WZDG
- Scotts Hill, North Carolina; United States;
- Broadcast area: Wilmington, North Carolina
- Frequency: 88.5 MHz
- Branding: Hope Radio

Programming
- Format: Southern gospel

Ownership
- Owner: Carolina Christian Radio Inc.

Technical information
- Licensing authority: FCC
- Facility ID: 88327
- Class: C3
- ERP: 8,900 Watts (vertical)
- HAAT: 166 meters (vertical)
- Transmitter coordinates: 34°30′07″N 78°04′58″W﻿ / ﻿34.50194°N 78.08278°W

Links
- Public license information: Public file; LMS;
- Webcast: Listen Live
- Website: yourhoperadio.com

= WZDG =

WZDG (88.5 FM) is a radio station broadcasting a southern gospel format. Licensed to Scotts Hill, North Carolina, United States, it serves the Eastern North Carolina area. The station is currently owned by Carolina Christian Radio Inc.

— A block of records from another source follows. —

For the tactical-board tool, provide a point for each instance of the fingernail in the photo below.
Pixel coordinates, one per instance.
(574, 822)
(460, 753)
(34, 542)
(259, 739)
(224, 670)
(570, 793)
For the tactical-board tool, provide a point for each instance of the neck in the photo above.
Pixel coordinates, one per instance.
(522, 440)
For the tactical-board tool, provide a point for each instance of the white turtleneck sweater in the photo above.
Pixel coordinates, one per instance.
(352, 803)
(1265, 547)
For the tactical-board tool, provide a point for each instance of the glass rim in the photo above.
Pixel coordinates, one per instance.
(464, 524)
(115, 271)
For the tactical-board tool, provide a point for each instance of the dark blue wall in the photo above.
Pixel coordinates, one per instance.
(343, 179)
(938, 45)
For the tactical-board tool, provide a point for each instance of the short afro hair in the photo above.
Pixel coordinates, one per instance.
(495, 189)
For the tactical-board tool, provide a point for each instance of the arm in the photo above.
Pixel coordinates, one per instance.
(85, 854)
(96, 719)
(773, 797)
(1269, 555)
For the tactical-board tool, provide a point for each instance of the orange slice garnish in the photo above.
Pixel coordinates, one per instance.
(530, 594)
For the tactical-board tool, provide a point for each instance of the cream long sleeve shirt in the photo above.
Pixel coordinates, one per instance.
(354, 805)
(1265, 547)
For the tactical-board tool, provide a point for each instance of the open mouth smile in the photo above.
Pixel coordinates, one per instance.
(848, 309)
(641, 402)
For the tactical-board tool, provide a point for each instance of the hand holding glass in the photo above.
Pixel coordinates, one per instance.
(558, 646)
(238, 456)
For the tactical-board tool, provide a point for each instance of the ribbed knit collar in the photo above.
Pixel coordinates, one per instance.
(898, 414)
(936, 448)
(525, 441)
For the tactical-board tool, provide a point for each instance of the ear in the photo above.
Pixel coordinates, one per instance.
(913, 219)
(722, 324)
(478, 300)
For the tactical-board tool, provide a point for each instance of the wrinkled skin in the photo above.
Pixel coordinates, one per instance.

WZDG was a Christian rock station known as "The Edge", with the morning show The Dive with Scott and Earl. However, a drop in donations, especially the loss of one large donor, led to the change on November 12, 2012, to Christian talk and teaching, with programming previously heard on WMYT.

In September 2021, WZDG changed their format from Christian talk (which moved to WDVV 89.7 FM Wilmington) to southern gospel, branded as Hope Radio".